What is changing is the inadequacy of the modern family to supply for the complex, sophisticated and usually expensive aspect of health care. For example, there was a time in which family meant grandmoms, uncles, aunts, cousins and in-laws. The family had day care attendants, people to come in and cook or clean for the bed ridden, and chauffeurs to drive patients to hospitals during the work week. Members of the extended family did all these things. Among many ethnic cultures such as my own, this is still an active set of values.

However, we live in a different time. Blessed Pope John XXIII wrote Mater et Magistra in 1961 to shift more responsibility for social needs onto government while balancing that trend with an assertion of family values. This was because in the 1960s as today in the 21st century, people increasingly turn to government to take up the functions of the fading extended family. This is OK in my book. In a democratic society, the government is supposed to represent the people. In principle, there is nothing contradictory for the people to assign tasks to that government, especially when pooling resources makes something like health care more efficient and less costly.

One of the great concerns of people of faith is how to confront the uneven record of government agencies. While they can supply better resources than the family on matters like health care, the agencies do not always act in loco parentis. Instead of providing care as if it were the extension of a mother’s and father’s concern, it sometimes happens that the government agency usurps the prerogatives of the family. This is not an easy conflict to resolve.

For instance, a 14 year old girl requires permission from the parent to have her ears pierced at the mall, but an 11 year old can get birth control pills at school without the agency advising her parents. Something is wrong here. Moreover, it is not just a religious issue. I want to focus in on things that are different from, let us say, the objection of a Jehovah’s Witness to having a child make the pledge of allegiance or receive an emergency blood transfusion. Some parental health questions are particular to a denomination or faith: the more difficult task is reaching agreement on the proper roles for families and governments in terms of general principles.

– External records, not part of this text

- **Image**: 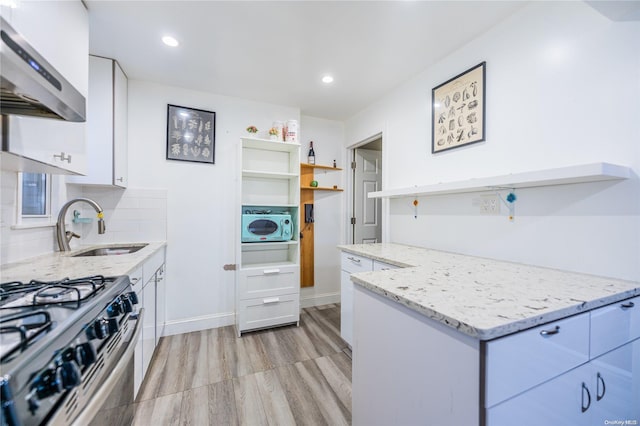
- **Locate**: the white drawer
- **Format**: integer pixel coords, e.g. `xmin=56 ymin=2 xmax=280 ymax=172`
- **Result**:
xmin=142 ymin=247 xmax=164 ymax=281
xmin=238 ymin=266 xmax=300 ymax=299
xmin=129 ymin=267 xmax=143 ymax=295
xmin=237 ymin=294 xmax=300 ymax=332
xmin=590 ymin=296 xmax=640 ymax=359
xmin=485 ymin=312 xmax=589 ymax=408
xmin=373 ymin=260 xmax=399 ymax=271
xmin=341 ymin=251 xmax=373 ymax=274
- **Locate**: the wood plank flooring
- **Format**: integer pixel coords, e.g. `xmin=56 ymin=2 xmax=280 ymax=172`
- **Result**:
xmin=133 ymin=304 xmax=351 ymax=426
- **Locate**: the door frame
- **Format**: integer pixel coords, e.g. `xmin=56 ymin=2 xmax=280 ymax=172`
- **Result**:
xmin=345 ymin=131 xmax=389 ymax=244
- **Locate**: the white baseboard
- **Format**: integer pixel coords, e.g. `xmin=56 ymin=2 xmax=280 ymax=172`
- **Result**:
xmin=164 ymin=312 xmax=236 ymax=336
xmin=164 ymin=292 xmax=340 ymax=336
xmin=300 ymin=292 xmax=340 ymax=308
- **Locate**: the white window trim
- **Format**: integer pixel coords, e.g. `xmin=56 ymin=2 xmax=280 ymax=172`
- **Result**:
xmin=11 ymin=172 xmax=56 ymax=229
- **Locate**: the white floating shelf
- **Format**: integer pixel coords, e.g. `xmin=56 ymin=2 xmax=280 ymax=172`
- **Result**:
xmin=368 ymin=163 xmax=631 ymax=198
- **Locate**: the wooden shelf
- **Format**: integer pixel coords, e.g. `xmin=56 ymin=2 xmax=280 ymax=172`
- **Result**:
xmin=300 ymin=163 xmax=342 ymax=170
xmin=300 ymin=163 xmax=343 ymax=287
xmin=368 ymin=163 xmax=631 ymax=198
xmin=300 ymin=186 xmax=344 ymax=191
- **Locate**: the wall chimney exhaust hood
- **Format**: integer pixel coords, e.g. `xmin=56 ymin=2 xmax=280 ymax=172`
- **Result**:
xmin=0 ymin=17 xmax=86 ymax=122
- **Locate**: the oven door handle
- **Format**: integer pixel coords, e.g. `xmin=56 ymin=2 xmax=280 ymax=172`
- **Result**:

It is worth noting that papal encyclicals are different from pastoral letters, precisely because they are addressed to “all the world” and not just to Catholics. In other words, whether Catholic or Calvinist, atheist or wiccan, the issue of subsidiarity is a useful one in harmonizing the responsibility of the family with the concern of the larger society. In today’s political climate, when the US is finally being confronted with the need for a radically new approach to health care and health insurance, it is worth revisiting the common moral ground traced in the wisdom of the past.